Medicine was not for me, this much I knew, but where to go next and what to do, remained intangible. I became enamored with the question, “What am I going to do?”, which became an external Easter egg hunt. I researched alternative careers for physicians outside medicine, and dug around for specific job openings, all the while looking for the “perfect plan”. Instead of reading the maps aboard my ship and getting the compass dialed, I was looking again for another ship!

My therapist introduced emotional alchemy. There was use for all the frustrated angst; it was in churning. Butter needs to be churned and worked, as does life, otherwise we’re just waiting on deliverance.
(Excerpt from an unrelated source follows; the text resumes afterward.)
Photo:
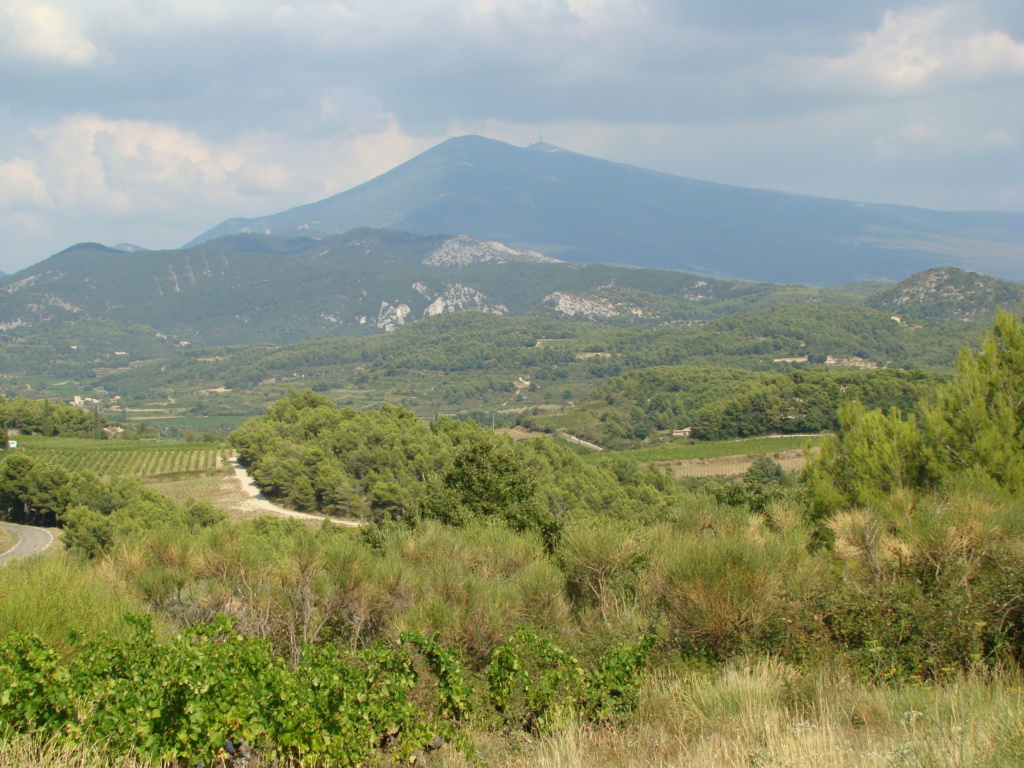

You do not wake up with butter. You churn your ass off for it.

What did this look like? Well, I knew two things about myself: I love the outdoors, and I love writing. In the mornings, I got up early and went outside. Every day for sunrise. I came back in and journaled. Then I would read a book aimed toward the life I wanted. I went to work and took care of my patients. On the drive home I loaded a podcast with the same aim of self-improvement. Over the weekend, instead of sitting around trying to figure out the perfect way out, I went to lunch with friends and brainstormed, then surfed. Rinse and repeat, week after week.

What happened was a slow crystallization of a vision, like butter, and once again I arrived back at the helm, steering one moment at a time toward a life I loved. When those perfectionisms arrived, like “What am I going to do?”, I redirected myself back to the horizon with wheel in hand and focused on steering around the next iceberg. Although not what I wanted, residency became manageable because I understood that I was doing something, finally, to improve my situation. Control had shifted internally. No more obsessive searching for other boats.


Churning led to a cascade of choices that steered my ship into its current bay. I am here now not due to epiphany, but the slow and steady accumulation of present choices and intention to improve my life.

There will never be a perfect ship for us, only a loosely gripped helm, clear vision, and willingness to traverse any condition on this boat.

2 thoughts on “The Art of Churning (How I Made the Leap Out of Medicine)

  1. Keep your eye on the horizon and the wind at your back. If you come about, remember to “trim” for the tack. Sounds like you have things working for you in a way that most will never achieve.
    I had a job once that made lots of money. It was a serious wake up call to realize that it wasn’t making me happy.